Bailey and Wilsey welcomed back Speer, Venturini Bianchi, Brown, Sykes, along with Todd and Katie Traina, Eric Petsinger, Karen Caldwell, Michael and Marilyn Cabak, Giselle Parry, Jessica Hickingbotham, Navid Armstrong, Lorre Erlick, Karen Kubin, Patsy Lurie, Teresa Rodriguez, Nadine Weil and Victor Vargas and many more—to the well-attended event, which included a cocktail reception held in three courts and galleries. After sipping libations and noshing on finger food, guests headed downstairs for the exhibition, an exclusive west coast presentation and mounted in conjunction with the Cincinnati Art Museum, and two separate 15-minute lectures by Koda, curator in charge at The Costume Institute of The Metropolitan Museum, Glier Reeder, the High Style curator.

The collection, a landmark exhibition of fashion masterworks from the Brooklyn Museum Costume Collection at The Metropolitan Museum of Art, displays 65 mannequins dressed in a wide range of pieces, alongside 35 accessories, such as hats and shoes, and related fashion sketches. In addition to the aforementioned designers, significant looks from French couture houses include designs by Jeanne Lanvin, Madeleine Vionnet and the iconoclastic surrealist designer Elsa Schiaparelli. Additional attention is given to the pioneering generation of American women designers working in the 1930s through the 1950s, such as Bonnie Cashin, Elizabeth Hawes and Claire McCardell, and their male counterparts, including Norman Norell, Mainbocher and Gilbert Adrian.

 

high style legion of honor
Charles James “Clover Leaf” ball gown, 1953
Silk satin, faille, and shantung with lace

Photo Credit: The Metropolitan Museum of Art

A section of the exhibition devoted to James includes 25 objects—nine ensembles, 12 sketches and five prototype muslins that illuminate the technical mastery behind James’ highly constructed gowns. The dress that drew a crowd was his “Clover Leaf” ball gown from 1953 and made of silk satin, faille and shantung with lace. This piece of art that is as dazzling in the back as it is from the front is positioned in a glass box that allows museum visitors to walk 360 degrees around it, ogling it from every angle.

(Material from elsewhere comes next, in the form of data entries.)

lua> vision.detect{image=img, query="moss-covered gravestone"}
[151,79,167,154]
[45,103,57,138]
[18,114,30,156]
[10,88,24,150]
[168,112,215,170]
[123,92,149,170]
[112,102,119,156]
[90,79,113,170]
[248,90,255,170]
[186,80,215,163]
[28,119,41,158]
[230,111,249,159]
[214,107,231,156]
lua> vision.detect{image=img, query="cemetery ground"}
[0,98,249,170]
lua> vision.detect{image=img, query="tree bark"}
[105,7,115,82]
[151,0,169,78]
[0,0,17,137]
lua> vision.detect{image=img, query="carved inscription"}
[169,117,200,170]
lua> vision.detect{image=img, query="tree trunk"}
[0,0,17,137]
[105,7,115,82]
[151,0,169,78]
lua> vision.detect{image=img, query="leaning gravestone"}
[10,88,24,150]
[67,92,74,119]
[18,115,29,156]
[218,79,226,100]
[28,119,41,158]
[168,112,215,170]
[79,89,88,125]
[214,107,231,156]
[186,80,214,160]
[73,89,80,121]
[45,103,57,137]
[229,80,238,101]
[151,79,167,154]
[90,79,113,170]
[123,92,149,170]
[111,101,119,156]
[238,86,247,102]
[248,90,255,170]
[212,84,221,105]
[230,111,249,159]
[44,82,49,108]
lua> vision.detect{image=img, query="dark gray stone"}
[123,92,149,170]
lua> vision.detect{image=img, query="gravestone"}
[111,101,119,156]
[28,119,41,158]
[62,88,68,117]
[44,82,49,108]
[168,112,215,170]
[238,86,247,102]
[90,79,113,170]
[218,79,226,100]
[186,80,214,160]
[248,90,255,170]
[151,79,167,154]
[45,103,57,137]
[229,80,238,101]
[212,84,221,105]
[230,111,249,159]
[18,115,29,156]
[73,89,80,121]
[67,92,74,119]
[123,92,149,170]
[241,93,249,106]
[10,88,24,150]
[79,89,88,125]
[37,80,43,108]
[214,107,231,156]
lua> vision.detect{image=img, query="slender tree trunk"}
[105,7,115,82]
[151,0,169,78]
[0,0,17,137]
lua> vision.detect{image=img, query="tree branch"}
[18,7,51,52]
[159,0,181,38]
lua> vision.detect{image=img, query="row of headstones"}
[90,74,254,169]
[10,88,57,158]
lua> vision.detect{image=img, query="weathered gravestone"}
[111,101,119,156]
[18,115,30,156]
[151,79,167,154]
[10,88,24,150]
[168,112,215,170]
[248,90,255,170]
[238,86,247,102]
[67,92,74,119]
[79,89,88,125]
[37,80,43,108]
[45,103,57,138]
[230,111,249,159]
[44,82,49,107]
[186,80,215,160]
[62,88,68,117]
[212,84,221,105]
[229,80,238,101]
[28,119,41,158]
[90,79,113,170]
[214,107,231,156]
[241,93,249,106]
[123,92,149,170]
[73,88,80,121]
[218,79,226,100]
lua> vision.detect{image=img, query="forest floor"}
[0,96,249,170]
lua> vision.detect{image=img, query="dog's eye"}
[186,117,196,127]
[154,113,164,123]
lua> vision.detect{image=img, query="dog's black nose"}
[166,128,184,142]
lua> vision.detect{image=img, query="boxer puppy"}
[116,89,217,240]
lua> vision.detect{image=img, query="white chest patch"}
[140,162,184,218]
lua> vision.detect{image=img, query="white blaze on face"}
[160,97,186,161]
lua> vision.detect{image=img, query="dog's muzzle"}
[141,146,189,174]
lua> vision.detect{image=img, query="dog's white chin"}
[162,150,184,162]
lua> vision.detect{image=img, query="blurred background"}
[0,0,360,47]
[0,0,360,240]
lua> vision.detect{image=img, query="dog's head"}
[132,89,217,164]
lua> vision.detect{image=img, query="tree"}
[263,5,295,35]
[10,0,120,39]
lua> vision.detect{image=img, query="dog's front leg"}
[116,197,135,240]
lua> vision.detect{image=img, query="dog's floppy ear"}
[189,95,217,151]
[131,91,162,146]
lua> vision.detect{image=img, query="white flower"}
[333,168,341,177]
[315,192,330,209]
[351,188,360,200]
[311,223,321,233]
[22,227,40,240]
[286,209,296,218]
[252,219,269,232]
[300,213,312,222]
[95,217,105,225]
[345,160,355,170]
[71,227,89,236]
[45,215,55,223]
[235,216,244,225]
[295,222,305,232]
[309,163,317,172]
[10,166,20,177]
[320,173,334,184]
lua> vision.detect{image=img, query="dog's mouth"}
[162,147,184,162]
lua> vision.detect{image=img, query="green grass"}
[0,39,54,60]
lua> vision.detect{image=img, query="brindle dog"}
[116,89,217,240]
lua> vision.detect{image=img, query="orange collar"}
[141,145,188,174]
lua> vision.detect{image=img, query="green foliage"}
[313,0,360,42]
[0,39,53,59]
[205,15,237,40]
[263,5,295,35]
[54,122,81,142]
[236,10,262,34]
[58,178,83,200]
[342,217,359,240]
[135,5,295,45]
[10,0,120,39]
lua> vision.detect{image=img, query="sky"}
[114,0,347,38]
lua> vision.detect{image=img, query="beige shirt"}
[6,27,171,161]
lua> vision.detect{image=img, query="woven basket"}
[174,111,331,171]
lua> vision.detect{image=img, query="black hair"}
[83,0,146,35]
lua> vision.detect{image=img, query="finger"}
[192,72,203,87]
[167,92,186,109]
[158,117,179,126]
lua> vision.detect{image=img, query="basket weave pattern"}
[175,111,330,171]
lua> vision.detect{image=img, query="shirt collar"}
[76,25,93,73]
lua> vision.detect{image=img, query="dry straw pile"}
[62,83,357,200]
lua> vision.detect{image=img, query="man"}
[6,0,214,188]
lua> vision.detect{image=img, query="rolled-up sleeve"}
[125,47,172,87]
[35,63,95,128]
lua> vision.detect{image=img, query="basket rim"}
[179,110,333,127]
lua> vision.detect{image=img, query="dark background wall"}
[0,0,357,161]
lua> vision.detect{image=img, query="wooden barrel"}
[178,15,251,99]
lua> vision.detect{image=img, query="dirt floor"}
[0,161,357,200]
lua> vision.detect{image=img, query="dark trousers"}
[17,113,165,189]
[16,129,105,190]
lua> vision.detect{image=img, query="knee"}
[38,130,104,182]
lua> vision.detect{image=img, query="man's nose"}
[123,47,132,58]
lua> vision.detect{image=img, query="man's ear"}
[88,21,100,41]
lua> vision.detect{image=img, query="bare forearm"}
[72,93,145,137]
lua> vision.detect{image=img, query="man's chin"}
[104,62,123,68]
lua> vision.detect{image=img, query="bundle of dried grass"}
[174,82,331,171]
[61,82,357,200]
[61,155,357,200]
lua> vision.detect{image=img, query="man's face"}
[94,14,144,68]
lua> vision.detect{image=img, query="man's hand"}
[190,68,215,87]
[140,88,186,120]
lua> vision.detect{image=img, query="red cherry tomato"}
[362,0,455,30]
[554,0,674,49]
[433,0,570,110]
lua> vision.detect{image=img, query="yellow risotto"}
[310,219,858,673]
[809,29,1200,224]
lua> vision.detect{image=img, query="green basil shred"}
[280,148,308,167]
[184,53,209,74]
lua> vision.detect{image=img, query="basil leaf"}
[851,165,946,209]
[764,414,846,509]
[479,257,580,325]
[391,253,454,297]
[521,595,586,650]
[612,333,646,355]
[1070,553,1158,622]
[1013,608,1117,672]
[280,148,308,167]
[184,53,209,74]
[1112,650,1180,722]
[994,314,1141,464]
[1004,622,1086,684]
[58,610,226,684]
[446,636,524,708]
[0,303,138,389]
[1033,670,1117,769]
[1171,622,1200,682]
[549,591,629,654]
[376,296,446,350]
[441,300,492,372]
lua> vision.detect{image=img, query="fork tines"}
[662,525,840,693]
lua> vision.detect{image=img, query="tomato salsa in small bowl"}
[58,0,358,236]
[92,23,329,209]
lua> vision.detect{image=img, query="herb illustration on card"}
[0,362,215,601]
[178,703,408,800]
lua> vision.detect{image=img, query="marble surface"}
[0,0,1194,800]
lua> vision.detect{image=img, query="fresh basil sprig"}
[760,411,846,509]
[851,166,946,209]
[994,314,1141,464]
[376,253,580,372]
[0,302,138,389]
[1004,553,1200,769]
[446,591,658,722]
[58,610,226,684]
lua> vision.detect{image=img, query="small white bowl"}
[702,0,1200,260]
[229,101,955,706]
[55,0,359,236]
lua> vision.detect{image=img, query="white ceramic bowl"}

“This dress weighs 10 pounds,” one woman said to her male companion before going on to explain how James designed the dress so it wouldn’t feel so heavy to the wearer.

Clearly this was not only a stylish crowd but an educated one as well.

Also drawing lots of attention: this 1949 tiger-striped silk ball gown by Adrian.

high style legion of honor
Gilbert Adrian “The Tigress” evening ensemble, 1949, Silk taffeta chiné and lamé

Photo Credit: The Metropolitan Museum of Art

Also overheard: a woman, chatting with her friend while standing in front of a darling Coco Chanel black cocktail dress from 1965, noted the dress came from a time “when you could actually afford Chanel.”

Schiaparelli’s area includes designs with butterflies, a symbol of transformation and an ubiquitous motif in her work, and jewelry. One piece of jewelry that generated plenty of responses was Schiaparelli’s 1938 surrealist necklace of brightly colored tin insects.

high style legion of honor
Elsa Schiaparelli necklace, autumn 1938
Rhodoid and metal

Photo Credit: The Metropolitan Museum of Art

As admirers snapped photos of Schiaparelli’s creations with their cellphones (#centuryofstyle), one man quipped to his female companion, “Oh that belonged to Michael Jackson,” as they stood in front of a glass encased, glitzy Schiaparelli evening jacket highlighted with gold and silvery strip embroidery and rhinestones from 1937. While this gentleman may not have fully appreciated the talents of this Italian designer who started her design career in France, hundreds of others on hand this evening most certainly did.